Solo due volte -anzi tre- ho agito nel giro di pochi secondi|minuti. La prima è così distante nel tempo che non ne vale quasi più la pena parlarne, la seconda quando ho deciso di iscrivermi alla Libera Università dell’Autobiografia. Ricordo che sono balzata sul divano e ho preso in mano il telefono nel giro di pochissimo tempo. La terza quando ho deciso di iscrivermi all’università. Era l’ultimo giorno di iscrizioni e uscire e prendere il treno per Pisa è stato tutt’uno.
Adesso, non è più tempo di colpi di testa, Sono diventata più grande, eufemismo per dire più vecchia, anche se il tempo cala sempre davanti a me, voglio godermelo, con pazienza. Sono fortunata, sto bene, sto affrontando la malattia con tutte le mie forze, con il conforto di persone vicine che mi vogliono bene -o almeno così spero-. Che poi, in fondo, basta crederci e prendere quello che viene, quello che le persone che stanno introno -oggi distanti, ma prima vicine- possono darmi.
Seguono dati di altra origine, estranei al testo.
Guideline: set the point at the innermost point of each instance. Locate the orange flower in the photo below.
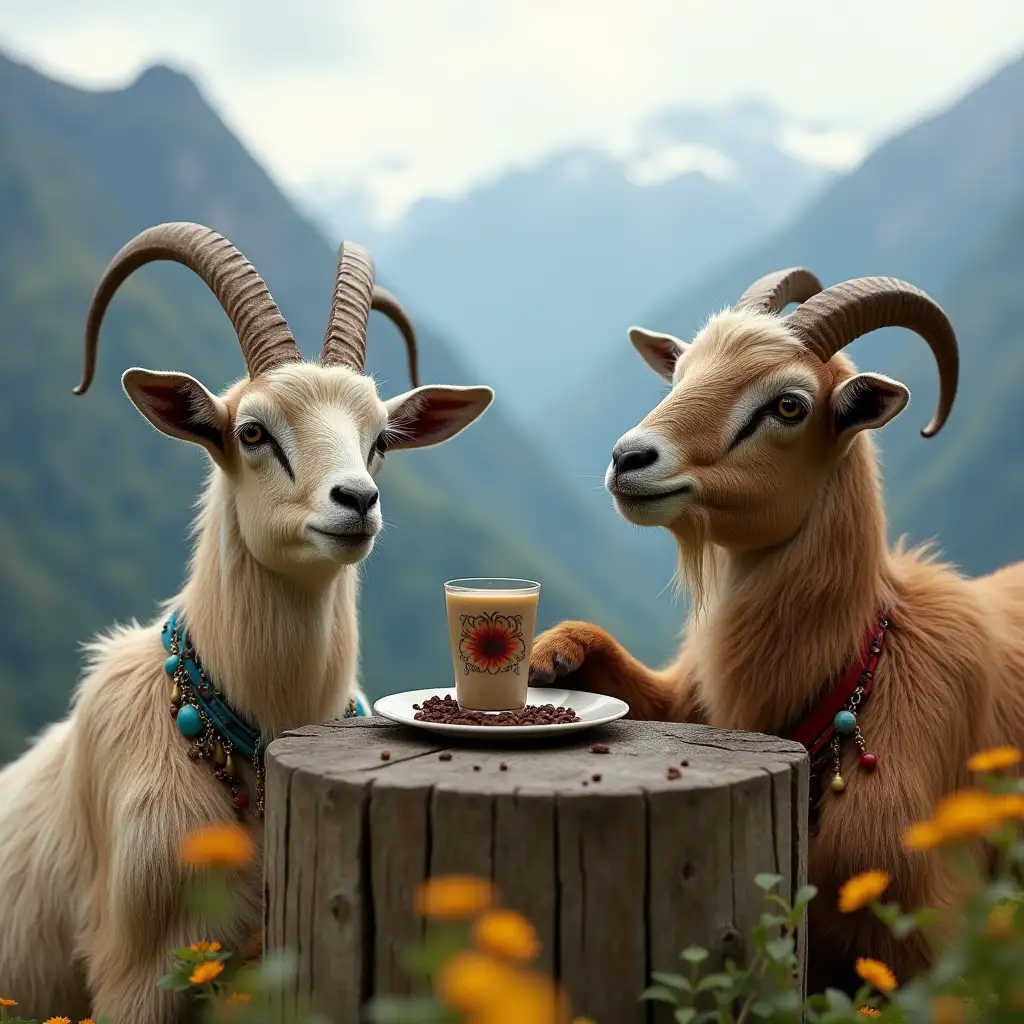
(876, 974)
(205, 972)
(455, 897)
(506, 933)
(470, 981)
(994, 759)
(861, 889)
(224, 845)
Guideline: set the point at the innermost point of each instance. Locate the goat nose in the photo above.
(625, 459)
(360, 501)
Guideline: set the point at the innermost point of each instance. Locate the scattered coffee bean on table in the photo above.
(445, 711)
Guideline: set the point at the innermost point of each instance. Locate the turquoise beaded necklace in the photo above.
(218, 733)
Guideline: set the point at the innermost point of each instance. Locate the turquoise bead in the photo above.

Accogliere, ascoltare, fare tesoro delle piccole cose che si osservano solo avendo pazienza.
Vedo qui di fronte a me la mia gatta, che dorme, acciambellata sul mio letto, sta aspettando che la raggiunga, per giocare un po’ e poi addormentarci insieme, il suo tepore appoggiato alla mia gamba, la piccola testa appoggiata alla mia mano. So che devo imparare anche da lei, come da chi sta soffrendo più di me, perché io sono una malata-sana, che deve solo pazientare un po’ e poi potrà come tutti gli italiani tornare al cinema d’agosto, al fresco del giardino, alla passeggiata con telefonino al seguito per scattare foto, al cibo buono, alla frutta saporita, alla pelle guarita e alla sconfitta del male. Pazienza, diceva mia sorella, lei non ce l’ha fatta, ma io ce la farò.